Making the case for open-source software

Studying the economics of open-source software (OSS) and how it could supersede proprietary software could help Europe innovate while offering cost-effective solutions to users.

Amid the sea of software giants with costly products, OSS is gaining popularity. Such software operates under specific licensing agreements – e.g. General Public License (GPL) and European Union Public Licence (EUPL) – calling for careful economic considerations to encourage innovation and development. The EU-funded ECONOPENSOURCE (Economics of open source) project studied the economics of innovation through open source development.

Proposing a new method to investigate open source innovation, the project looked at how innovators act and what licensing they choose, if any. It also looked at social welfare gains emerging from an open source model versus a private investment model, comparing as well competition between both. Important questions the project team raised was if open source production could overthrow proprietary production, and if open source production should be subsidised.

After closely examining the competition dynamics between two firms, one proprietary firm and one open source firm, the project team proposed a solution to the dynamic duopolistic competition model.
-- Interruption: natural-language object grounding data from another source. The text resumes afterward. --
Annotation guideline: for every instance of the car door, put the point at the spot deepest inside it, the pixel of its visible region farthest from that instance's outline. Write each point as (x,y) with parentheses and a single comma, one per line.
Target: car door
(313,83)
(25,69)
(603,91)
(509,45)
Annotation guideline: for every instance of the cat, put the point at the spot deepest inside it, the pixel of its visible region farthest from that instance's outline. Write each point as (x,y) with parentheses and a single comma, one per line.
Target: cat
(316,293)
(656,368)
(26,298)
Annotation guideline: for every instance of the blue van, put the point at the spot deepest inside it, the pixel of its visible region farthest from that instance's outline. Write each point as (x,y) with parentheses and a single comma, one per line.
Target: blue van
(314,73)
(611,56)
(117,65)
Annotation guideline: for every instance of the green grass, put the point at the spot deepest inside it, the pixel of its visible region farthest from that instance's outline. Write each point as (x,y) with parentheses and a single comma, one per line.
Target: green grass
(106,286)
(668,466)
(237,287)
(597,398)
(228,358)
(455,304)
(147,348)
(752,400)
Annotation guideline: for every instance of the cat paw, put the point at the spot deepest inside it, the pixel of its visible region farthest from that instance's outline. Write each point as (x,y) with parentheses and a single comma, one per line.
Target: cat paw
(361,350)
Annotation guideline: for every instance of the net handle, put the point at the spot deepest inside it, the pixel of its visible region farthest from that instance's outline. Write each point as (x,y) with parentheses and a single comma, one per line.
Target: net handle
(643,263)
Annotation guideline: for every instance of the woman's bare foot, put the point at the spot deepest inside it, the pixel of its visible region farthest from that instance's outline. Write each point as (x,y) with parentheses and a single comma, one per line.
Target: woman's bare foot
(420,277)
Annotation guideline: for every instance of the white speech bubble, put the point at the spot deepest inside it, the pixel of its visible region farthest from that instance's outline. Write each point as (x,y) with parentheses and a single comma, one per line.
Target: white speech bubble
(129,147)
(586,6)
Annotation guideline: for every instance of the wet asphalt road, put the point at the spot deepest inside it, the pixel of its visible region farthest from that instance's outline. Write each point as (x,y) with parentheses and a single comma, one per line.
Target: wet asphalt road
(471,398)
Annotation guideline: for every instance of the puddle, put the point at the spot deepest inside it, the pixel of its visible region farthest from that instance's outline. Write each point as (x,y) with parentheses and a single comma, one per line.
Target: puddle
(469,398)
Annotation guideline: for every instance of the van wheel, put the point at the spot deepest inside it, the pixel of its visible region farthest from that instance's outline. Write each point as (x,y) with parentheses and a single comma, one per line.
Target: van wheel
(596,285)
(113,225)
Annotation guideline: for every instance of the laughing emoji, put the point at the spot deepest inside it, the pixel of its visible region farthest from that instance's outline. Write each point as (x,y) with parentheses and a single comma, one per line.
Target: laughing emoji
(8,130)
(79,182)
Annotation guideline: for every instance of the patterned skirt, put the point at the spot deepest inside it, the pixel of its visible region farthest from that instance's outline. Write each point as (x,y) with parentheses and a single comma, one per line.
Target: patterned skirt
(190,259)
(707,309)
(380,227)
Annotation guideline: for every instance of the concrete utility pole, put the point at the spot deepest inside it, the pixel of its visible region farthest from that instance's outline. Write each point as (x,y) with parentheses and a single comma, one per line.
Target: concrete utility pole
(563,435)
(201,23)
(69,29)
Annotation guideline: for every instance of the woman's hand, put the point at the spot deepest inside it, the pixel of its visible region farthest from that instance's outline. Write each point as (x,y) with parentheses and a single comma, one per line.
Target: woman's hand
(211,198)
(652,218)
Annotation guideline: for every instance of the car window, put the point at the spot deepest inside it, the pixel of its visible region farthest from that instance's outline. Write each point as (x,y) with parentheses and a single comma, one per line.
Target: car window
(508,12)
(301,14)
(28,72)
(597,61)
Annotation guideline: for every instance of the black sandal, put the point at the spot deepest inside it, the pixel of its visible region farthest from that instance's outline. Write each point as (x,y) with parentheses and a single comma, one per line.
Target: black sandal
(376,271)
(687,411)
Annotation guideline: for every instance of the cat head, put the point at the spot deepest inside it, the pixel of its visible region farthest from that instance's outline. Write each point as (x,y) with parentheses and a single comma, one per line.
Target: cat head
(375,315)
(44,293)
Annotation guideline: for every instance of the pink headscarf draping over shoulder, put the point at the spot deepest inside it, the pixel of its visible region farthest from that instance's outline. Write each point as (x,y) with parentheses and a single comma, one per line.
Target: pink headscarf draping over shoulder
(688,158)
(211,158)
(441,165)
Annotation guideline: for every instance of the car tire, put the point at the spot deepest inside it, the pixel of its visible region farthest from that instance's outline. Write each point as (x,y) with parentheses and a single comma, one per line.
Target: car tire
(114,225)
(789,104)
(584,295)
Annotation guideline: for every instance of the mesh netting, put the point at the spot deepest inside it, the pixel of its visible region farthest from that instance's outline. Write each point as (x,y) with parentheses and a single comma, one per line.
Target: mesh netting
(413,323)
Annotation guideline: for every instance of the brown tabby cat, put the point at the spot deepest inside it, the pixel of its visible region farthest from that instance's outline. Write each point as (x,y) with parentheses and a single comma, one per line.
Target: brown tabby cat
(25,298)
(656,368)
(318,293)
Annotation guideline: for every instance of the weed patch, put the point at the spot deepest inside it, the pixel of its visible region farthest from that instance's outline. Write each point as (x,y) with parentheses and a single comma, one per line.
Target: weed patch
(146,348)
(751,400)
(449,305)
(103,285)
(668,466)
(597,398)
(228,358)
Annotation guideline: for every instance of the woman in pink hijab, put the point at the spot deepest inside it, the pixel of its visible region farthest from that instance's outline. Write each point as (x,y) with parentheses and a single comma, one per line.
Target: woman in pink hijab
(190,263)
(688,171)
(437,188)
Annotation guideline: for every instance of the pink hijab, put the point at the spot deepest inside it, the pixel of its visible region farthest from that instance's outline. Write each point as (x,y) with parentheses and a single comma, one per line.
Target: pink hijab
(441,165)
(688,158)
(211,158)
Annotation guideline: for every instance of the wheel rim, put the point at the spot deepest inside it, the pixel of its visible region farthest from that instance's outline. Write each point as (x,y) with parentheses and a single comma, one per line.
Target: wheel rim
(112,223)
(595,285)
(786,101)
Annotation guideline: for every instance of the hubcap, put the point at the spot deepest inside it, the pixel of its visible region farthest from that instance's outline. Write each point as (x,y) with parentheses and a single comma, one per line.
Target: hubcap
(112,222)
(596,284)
It identified whether open source production can beat the proprietary firm in the long run and outlined the conditions necessary to bring this about.

In the previous decade, the EU outlined many strategies regarding OSS, approving the EUPL in 2009. This represents a major achievement in furthering integrated technology in Europe, encouraging innovation in OSS. The project's results will help enlighten the debate on OSS, promote cost effectiveness in developing and using software, and continue advancing research, development and innovation in the field.